Patrina's body was just skin and bones; she looked nothing like her vibrant beautiful self. Aretha's heart had ached as she stood by her mother's hospital bed fighting the tears because she wanted to be strong for her mother. Somehow she managed to suppress her grief until she left the hospital. She prayed constantly for her mother's soul, willing her not to hold on to this world, but to go with God. Aretha leaned down and whispered, “I love you, mom, we'll meet again on the other side.” Aretha looked up as muffled sounds struggled to escape from her mother's mouth. Her mother's frail fingers were pointed weakly in the direction of a dark corner of the hospital room, a dark corner being slowly suffused with light. Aretha immediately sensed the warmth and inviting presence of this welcoming spirit, and the pain and grief she felt for her mother dissipated. Although she was going to miss her mother tremendously, she knew that something miraculous awaited her after death.
Aretha forced herself to crawl out of bed, her mind in turmoil. She scurried into the bathroom to take a quick morning shower, hoping the steam would clear her mind of demonic curses and supernatural visitations.
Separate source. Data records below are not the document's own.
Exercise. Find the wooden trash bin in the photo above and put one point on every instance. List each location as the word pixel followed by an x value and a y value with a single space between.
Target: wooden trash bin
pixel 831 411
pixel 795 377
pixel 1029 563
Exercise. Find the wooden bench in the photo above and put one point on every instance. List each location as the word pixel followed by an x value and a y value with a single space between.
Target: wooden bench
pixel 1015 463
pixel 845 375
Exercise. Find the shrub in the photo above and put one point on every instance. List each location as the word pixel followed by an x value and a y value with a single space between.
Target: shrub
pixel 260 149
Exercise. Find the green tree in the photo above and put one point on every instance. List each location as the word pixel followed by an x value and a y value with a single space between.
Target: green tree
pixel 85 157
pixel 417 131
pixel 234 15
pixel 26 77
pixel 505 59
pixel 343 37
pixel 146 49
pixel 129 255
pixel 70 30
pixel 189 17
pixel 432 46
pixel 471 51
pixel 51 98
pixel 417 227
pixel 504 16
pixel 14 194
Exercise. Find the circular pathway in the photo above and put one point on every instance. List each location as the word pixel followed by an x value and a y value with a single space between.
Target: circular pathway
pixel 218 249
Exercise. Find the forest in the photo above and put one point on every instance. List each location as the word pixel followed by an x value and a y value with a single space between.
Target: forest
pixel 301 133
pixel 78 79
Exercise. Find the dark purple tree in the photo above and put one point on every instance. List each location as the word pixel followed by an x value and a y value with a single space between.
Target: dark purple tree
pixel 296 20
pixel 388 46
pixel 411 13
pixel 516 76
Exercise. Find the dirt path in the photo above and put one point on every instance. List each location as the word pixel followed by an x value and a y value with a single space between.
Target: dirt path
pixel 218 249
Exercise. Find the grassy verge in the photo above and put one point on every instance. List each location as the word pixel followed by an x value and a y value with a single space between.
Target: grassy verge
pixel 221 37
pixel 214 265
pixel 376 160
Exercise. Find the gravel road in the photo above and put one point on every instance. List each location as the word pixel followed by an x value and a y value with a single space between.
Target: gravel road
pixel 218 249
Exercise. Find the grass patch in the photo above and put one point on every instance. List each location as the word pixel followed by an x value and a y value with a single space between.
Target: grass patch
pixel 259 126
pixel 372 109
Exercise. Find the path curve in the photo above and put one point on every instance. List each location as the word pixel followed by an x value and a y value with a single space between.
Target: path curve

She really couldn't understand why she was suddenly experiencing these strange noises and weird feelings. She totally understood what the elders had explained about being cursed. But her, no way! She was a private person; she seldom let anyone other than family in her home. Nor did she visit anyone. She had learned decades ago not to get too close to friends, especially other women. Most were jealous of your clothes, your mind and, most of all, your man. Aretha was kind and casual to everyone, and kept it moving.
Aretha's daughters had been out on their own for nearly a year now sharing an apartment. Her time was filled with her job as a lab technician and her part-time consulting business. She had always wanted to write a novel, but soon found out that it wasn't for her. She couldn't master the harmonization of the writing process to get her story to come together and make sense. So she decided to learn the business and become a consultant/publisher to authors who otherwise would not be published to help them get their work out. She was an emotionally giving person and it would give her great pleasure to help others live their dream. Besides she was tired of the work world, but at forty-three too young to retire. So she decided she would free herself of the corporate world, and this would allow her to still be able to help others.
Aretha decided to find out who had called her. It was her oldest sister Jamie with a message from her ex-mother-in-law, Tizzy, who was still fighting her grown ass-son's battles. “God, this man is almost fifty years old and his mother still treats him like a child. When will he grow up?” She asked herself. No wonder their marriage was a failure and she had had to raise the girls alone. This was with no child support until the oldest was seventeen years old. Even after a long court battle, payments were few and far between, until one day they stopped all together. Aretha refused to concern herself with the absence of the payments. The girls were almost grown by then, and she had been certain she'd never see another payment from her ex-husband, until she went to the mailbox one day and found a check for twenty thousand dollars to make up for all the years he hadn't paid.
She just thanked God and used the money to help secure her and the girls' future. She knew the money couldn't have come out of her ex-husband's pocket because he couldn't keep a job long enough to accumulate that amount of cash.
Yeah, she knew it was his mother who made the payment to keep her precious son out of jail once again. However, she wasn't about to return it to her. Tizzy had no business interfering with their personal lives.